We are going to spend an entire term looking into this but it resonates strongly with some research I did a while ago on Estonian IT job market. What I found was that 10% of the organizations move 90% of the money and employ vast majority of the people. In a situation where even ten years ago all the companies had pretty much the same starting point, there were no clear winners or losers. I speculated on a potential reason that, I’ve found, the theory seems to support.

And here it comes:

It’s a really simple model. The more spare resources (money, expendable employee-hours, managerial time etc) an organization has, the higher its ability to invest into people – give them training, send them to conferences but also take time to hire and retain high-quality brains. Mind you, that’s an ability, not a direct correlation but at least there is a chance people get a training or have time to read a book. The more is invested into people, the more knowledgeable they are, obviously. The better the average quality of the employees, the better the overall efficiency of the organization: smarter people make less mistakes and have a higher productivity. And, of course, the better the employee efficiency the more spare resources the organization has.

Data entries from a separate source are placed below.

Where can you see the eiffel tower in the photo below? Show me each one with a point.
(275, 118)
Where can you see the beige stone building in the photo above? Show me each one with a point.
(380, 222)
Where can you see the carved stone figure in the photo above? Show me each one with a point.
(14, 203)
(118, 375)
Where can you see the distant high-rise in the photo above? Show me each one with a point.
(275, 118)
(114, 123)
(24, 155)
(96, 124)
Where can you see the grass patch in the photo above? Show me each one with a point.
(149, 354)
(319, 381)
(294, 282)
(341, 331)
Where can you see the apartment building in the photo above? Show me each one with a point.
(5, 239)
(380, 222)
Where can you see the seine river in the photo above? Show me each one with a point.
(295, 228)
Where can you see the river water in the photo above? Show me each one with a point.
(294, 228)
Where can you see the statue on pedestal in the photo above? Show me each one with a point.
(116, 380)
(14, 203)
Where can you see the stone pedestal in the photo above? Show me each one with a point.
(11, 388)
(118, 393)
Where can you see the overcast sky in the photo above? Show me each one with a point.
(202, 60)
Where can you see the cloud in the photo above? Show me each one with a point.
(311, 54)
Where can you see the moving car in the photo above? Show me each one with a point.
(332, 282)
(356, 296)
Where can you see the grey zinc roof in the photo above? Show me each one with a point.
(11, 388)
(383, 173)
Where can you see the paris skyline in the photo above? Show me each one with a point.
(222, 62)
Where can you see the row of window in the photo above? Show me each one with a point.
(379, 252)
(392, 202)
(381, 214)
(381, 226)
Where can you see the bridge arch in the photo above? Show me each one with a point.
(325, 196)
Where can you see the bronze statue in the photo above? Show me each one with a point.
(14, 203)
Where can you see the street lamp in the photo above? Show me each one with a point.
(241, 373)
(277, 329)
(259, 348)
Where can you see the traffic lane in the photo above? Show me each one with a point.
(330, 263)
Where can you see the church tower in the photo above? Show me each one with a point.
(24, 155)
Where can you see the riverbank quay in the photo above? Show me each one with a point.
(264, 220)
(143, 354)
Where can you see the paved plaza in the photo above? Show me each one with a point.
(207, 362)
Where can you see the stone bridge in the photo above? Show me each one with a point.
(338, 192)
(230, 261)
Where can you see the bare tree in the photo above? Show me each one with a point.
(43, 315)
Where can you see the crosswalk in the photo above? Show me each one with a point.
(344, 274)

Bear in mind that the cycle also works the other way around. The less resources you have (every waking hour is spent keeping the company afloat) the less you have to invest into people (you just hire the first person remotely capable of doing the job, pay them the least you can and have them work around the clock). The lower the productivity of the team and the less resources you have…

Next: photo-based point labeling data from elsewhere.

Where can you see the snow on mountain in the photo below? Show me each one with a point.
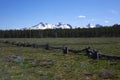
(43, 26)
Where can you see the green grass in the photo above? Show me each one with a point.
(53, 64)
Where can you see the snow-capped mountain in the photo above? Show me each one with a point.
(43, 26)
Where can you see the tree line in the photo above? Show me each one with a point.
(111, 31)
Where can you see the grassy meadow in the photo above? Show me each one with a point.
(41, 64)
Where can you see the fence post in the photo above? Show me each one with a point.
(47, 47)
(65, 50)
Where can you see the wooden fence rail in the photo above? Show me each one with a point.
(93, 54)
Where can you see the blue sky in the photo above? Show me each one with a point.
(16, 14)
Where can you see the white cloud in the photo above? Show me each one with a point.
(106, 21)
(81, 16)
(92, 19)
(114, 12)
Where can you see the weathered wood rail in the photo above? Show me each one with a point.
(93, 54)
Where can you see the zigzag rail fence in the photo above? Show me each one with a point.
(90, 53)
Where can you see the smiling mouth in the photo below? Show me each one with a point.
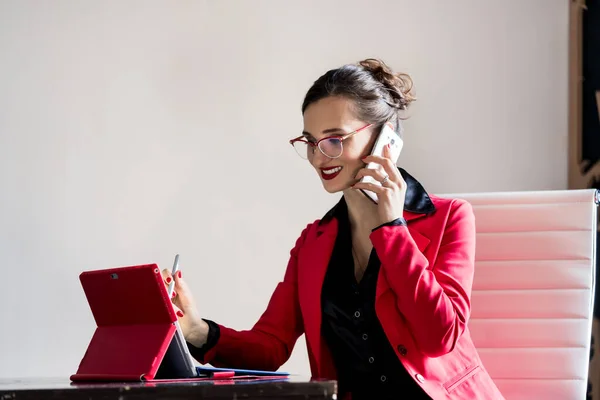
(330, 173)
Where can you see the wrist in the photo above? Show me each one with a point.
(198, 334)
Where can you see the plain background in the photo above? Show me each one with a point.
(134, 130)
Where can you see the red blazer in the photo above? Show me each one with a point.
(422, 301)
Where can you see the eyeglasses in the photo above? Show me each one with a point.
(331, 146)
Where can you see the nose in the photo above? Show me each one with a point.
(318, 159)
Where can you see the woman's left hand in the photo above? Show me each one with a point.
(393, 190)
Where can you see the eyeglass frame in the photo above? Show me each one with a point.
(316, 144)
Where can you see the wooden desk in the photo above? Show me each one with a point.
(292, 388)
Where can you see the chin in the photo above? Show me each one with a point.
(335, 187)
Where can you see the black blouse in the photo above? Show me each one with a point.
(366, 363)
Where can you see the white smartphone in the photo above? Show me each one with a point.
(386, 135)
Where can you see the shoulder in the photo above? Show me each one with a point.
(454, 214)
(451, 204)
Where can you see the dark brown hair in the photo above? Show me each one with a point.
(379, 94)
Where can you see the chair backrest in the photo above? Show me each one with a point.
(533, 291)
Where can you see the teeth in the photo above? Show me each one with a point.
(332, 171)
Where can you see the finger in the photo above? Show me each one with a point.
(166, 276)
(378, 174)
(178, 311)
(388, 166)
(379, 190)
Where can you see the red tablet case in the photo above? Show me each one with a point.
(135, 324)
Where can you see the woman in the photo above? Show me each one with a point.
(382, 291)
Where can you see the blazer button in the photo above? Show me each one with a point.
(402, 350)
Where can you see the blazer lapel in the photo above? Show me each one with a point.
(313, 260)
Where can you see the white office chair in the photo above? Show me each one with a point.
(533, 290)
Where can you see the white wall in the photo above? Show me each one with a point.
(130, 131)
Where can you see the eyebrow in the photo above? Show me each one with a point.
(326, 131)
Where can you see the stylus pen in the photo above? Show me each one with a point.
(173, 272)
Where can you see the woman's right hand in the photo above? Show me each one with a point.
(195, 329)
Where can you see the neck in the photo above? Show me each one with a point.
(362, 212)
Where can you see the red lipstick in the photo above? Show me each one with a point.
(330, 172)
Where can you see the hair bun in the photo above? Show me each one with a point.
(398, 85)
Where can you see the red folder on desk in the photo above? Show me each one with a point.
(135, 324)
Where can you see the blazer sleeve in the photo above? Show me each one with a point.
(435, 300)
(270, 342)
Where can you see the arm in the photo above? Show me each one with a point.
(270, 342)
(435, 300)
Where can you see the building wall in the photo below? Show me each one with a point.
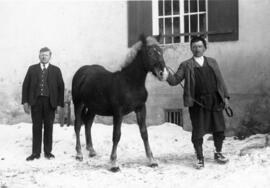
(78, 33)
(89, 32)
(244, 63)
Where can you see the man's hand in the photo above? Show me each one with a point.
(59, 109)
(227, 103)
(26, 108)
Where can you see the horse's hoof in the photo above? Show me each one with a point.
(115, 169)
(79, 158)
(92, 154)
(153, 165)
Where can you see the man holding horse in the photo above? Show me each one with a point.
(42, 93)
(206, 94)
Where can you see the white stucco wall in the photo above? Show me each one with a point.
(77, 32)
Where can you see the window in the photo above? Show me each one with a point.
(178, 20)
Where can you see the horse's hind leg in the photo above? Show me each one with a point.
(77, 127)
(117, 121)
(141, 115)
(88, 136)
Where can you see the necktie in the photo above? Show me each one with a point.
(44, 68)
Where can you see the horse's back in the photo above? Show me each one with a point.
(89, 78)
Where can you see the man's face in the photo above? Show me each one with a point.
(197, 49)
(45, 57)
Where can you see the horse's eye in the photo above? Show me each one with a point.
(151, 53)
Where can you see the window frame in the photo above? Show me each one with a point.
(181, 16)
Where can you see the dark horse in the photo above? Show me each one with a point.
(96, 91)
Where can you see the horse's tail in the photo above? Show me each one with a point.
(84, 114)
(77, 83)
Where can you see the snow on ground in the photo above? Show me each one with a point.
(170, 145)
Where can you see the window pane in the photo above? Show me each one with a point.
(193, 6)
(186, 6)
(168, 29)
(160, 7)
(193, 23)
(186, 28)
(202, 5)
(168, 7)
(176, 29)
(202, 22)
(160, 25)
(175, 7)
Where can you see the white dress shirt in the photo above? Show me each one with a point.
(199, 60)
(46, 65)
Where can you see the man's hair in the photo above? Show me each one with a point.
(45, 49)
(197, 39)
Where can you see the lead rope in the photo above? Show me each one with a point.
(227, 109)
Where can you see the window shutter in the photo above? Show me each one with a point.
(222, 20)
(139, 20)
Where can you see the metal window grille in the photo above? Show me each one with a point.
(174, 116)
(178, 20)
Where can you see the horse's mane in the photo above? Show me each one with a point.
(135, 48)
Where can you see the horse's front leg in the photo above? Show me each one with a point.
(141, 116)
(88, 135)
(77, 128)
(117, 121)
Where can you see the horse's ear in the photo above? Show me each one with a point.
(158, 37)
(143, 39)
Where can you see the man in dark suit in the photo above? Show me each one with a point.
(42, 94)
(206, 94)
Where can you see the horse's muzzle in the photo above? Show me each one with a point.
(162, 74)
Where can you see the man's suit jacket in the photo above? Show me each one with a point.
(186, 72)
(30, 89)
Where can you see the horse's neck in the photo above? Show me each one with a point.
(135, 71)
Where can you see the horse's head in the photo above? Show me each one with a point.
(153, 57)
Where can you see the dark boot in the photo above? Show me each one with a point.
(220, 158)
(32, 157)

So could it be, that in Estonia, there are two kinds of IT companies? Ones for whom the cycle goes in one direction and those for whom it goes in the other? It seems plausible. What is curious is that it does not take that much. Ten years ago a modest difference in managerial skill could have positioned one company slightly above the line making some resources available and another one slightly below the line. But ten years later, given the relative stability of leadership, one cycle has made one organization dominate the market and has had the other one either sink in oblivion or barely be able to make the ends meet.

The sad part is that it is very hard to make the cycle go the other way around once it has wound itself down. You’d need a lot of managerial skill, you’d need a lot of dedicated work and you’d need a lot of money to invest to make the spare resources available. Why would anyone do this when they can spend the same money to hire more people to a functional company on a positive cycle?

The reason this model is interesting is that it explains some effects that are pretty unpleasant for the entire society. Firstly, in a small economy and in a small market like Estonia, the 10% can only be one or two companies. Which effectively creates a monopoly and that is not good. Secondly, whom do the companies in the 90% hire? The people willing to work long hours for a relatively low salary? The students. The statistics shows that effectively none of them graduate. None. You can draw your own model of how this affectes the sustainability of the academic system and how much public money is wasted on an unfinished education.

There you go. A hypothesis on Estonian IT market in-directly supported by actual research from auto industry. Although its just a theory, its applicability and consequences might be worth your thought.